Last week, Audit Analytics released its annual report Audit Fees and Non-Audit Fees: A Fourteen Year Trend. The report provides a detailed breakdown of fees paid by accelerated filers and includes an additional analysis of companies that filed an auditor attestation that disclosed ineffective ICFRs for the prior year.
A review of non-audit fees as compared to audit fees is of interest because non-audit fees can sometimes appear to be a concern for auditor independence. If an auditor earns a large percentage of its fees by performing non-audit assignments, this dynamic may, over time, subconsciously undermine an auditor’s professional skepticism while performing the independent audit.
Since our last report, audit fees have increased by 9%. The ratio of audit fees over revenue (including audit related fees for tasks such as due diligence, accounting consultations, and internal control reviews) increased to a 2015 value of $599 per $1 million of revenue.
During 2002, the value of non-audit fees (without audit related fees) paid by the research population for every million dollars in revenue was $288. After four years of substantial declines, the population paid only $76 of non-audit fees for every million dollars.
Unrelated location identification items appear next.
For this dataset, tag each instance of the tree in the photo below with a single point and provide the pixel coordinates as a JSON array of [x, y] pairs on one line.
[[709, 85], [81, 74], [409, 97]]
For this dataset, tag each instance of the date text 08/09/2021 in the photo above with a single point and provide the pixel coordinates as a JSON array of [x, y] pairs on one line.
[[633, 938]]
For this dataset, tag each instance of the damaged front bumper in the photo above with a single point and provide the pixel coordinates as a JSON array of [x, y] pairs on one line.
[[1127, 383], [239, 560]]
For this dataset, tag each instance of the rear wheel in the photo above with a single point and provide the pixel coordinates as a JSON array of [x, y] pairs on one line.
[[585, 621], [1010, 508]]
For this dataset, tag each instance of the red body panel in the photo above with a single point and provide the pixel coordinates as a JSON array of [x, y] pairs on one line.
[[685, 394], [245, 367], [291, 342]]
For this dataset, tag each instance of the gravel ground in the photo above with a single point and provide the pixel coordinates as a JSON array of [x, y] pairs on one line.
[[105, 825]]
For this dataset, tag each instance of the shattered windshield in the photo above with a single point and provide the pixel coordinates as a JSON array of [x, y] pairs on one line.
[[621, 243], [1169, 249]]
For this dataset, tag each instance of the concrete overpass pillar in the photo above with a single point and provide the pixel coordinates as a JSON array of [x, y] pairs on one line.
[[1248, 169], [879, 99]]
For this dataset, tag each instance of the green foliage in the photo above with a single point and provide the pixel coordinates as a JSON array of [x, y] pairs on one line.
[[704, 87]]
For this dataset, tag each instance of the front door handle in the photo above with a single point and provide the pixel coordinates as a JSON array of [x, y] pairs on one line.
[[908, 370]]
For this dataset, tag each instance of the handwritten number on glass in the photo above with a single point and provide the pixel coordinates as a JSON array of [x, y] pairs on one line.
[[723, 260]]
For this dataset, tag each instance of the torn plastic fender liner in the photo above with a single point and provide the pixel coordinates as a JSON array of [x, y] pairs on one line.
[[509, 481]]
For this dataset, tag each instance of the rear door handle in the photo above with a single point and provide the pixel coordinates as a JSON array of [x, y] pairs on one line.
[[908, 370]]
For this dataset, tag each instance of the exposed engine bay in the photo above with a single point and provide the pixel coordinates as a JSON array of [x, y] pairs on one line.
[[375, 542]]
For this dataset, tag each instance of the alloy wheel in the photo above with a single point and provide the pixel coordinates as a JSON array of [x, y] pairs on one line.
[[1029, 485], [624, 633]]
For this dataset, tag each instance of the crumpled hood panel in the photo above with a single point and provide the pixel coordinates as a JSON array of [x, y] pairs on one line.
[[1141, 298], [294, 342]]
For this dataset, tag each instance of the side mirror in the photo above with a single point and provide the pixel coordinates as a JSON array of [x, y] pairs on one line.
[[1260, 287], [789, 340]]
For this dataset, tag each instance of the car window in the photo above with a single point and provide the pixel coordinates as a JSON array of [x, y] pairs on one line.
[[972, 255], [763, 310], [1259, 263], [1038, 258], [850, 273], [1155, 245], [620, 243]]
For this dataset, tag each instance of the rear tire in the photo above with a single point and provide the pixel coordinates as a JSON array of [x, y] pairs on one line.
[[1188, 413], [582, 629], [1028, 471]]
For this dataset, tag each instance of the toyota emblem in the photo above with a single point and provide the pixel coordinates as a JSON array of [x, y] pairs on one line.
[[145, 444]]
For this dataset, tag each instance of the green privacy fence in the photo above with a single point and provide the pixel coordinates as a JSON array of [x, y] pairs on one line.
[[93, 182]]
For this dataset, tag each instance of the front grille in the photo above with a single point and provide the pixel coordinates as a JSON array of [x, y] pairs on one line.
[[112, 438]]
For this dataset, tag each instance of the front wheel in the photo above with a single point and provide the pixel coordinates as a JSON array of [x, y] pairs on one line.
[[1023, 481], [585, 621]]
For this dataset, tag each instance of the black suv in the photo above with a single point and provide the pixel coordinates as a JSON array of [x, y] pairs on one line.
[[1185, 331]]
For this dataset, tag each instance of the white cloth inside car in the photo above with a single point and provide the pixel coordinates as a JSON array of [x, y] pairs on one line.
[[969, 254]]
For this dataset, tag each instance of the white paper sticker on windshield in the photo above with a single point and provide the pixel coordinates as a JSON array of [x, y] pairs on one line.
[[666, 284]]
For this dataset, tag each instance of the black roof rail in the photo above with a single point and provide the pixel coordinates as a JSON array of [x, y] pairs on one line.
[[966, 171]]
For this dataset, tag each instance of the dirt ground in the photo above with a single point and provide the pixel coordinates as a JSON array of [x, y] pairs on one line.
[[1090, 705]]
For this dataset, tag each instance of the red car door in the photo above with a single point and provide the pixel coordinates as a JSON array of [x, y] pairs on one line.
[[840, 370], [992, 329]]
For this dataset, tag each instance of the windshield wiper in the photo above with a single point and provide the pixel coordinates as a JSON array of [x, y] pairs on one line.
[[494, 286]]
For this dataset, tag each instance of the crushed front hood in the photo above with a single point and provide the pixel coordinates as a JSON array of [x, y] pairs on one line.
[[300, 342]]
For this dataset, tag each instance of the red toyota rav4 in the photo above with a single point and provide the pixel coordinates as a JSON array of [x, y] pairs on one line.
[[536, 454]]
The amount leveled off and maintained dollar values within a range between 68 and 79 for the next nine years. During 2015, the population paid $79 for every million dollars in revenue.
In addition to a historical analysis of the audit fees and non-audit fees of the entire research population of accelerated filers, Audit Analytics performed further analysis of the subset population of companies that filed an auditor attestation that disclosed ineffective ICFRs for fiscal year 2013. Those companies experienced an increase in audit fees the year before the disclosure and further increases in fees thereafter that peaked the year after the disclosure.
As noted by Compliance Week, the data also shows those companies with adverse ICFR opinions paid less in external audit fees and non-audit fees in the years leading up to the adverse opinion. After the adverse attestation, the subset population paid almost double when compared to those fees paid by all accelerated filers for the same period.